For a fearful moment the crush in the crew compartment seemed like chaos, but Rojas' team was well drilled. Every soldier on board had a job to do as the platoon roared to the nearest US base, fighting to save their sergeant's life.

"He's not breathing" -- "We need to move" -- "Get the ramp up, get the ramp up, get the ramp up" -- "Go, go, go" -- "I need you up on top" -- "I need a weapon" -- "Here, take my weapon. It's got one in the breach, OK?"

"OK. I need immediate f(expletive) dust off at Loyalty, copy?"

Despite the platoon's efforts, it was clear that the hidden sniper had found his mark. Rojas was dead on arrival four kilometres (2.5 miles) away at Camp Loyalty and no longer needed a "dust off," or emergency evacuation by helicopter.

The sergeant, a 27-year-old from the industrial town of Hammond, Indiana, left behind a wife and two pit bull terriers.

Rojas' platoon from the 172nd Stryker Brigade Combat Team washed the blood from the floor of their troop transport then gathered to salute his body as it was carried onto a Blackhawk chopper under a blue plastic shroud.

Afterwards, they headed back to the streets to continue their mission.

Then came this one:

Gunmen opened fire on a convoy of Iraqi Sunni pilgrims bound for the holy city of Mecca on Sunday, killing at least one person, while U.S. forces said they killed 17 insurgents preparing to ambush American troops.

The pilgrims were about 15 miles from the city of Baqouba when gunmen showered their convoy with machine gunfire, said a spokesman for Diyala province's Public Relations and Information Bureau, who asked not to be named, citing security procedures. Such killing are usually part of Iraq's growing sectarian violence between Shiite and Sunni Muslims.

What gives any one, particularly a failure in everything he's ever done, the right to shed lives of our soldiers, or of anyone else?

Cut and run being the accusation, let me just say - when the Congress stands up and says that this war is unjust, uncalled for, and unproductive, it should be over - it is an undeclared war, which is unconstitutional, and it is time to declare victory and leave.

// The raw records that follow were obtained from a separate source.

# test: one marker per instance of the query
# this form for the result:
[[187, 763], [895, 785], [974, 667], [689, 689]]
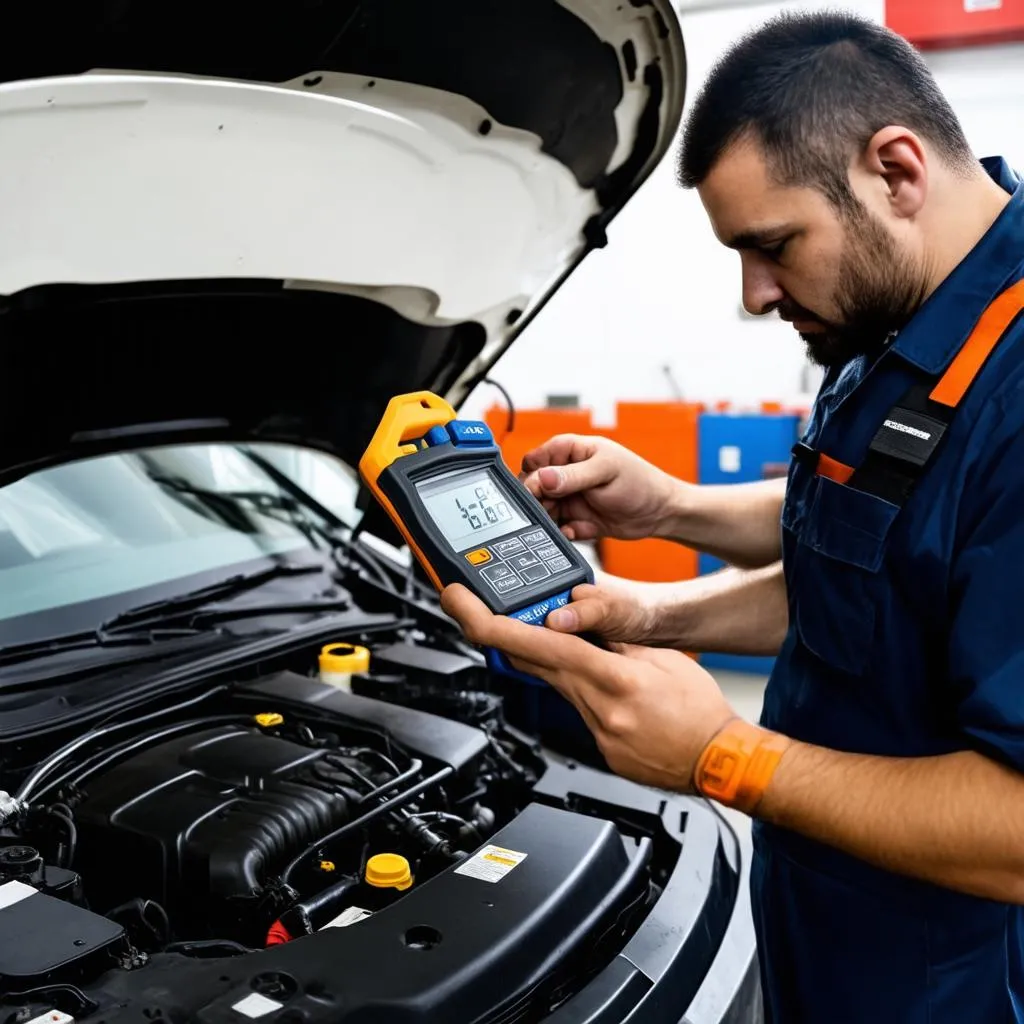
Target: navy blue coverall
[[905, 639]]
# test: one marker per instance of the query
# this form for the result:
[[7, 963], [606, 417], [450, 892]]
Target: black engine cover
[[202, 820]]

Diane quoted the following from a Malaysian editorial yesterday:

It remains to be seen, however, whether the American public will send a sufficiently strong message to their elected representatives, so that they understand it is no longer the time to talk tough, but rather to bring the boys home.

No one should have to die for a political agenda, and no one should have to die for a slogan. We have enough of death, and we need to regain our sense of real values. These kids should be able to afford to go to college and have health care, not die in foreign lands for the political prostitution at the White House.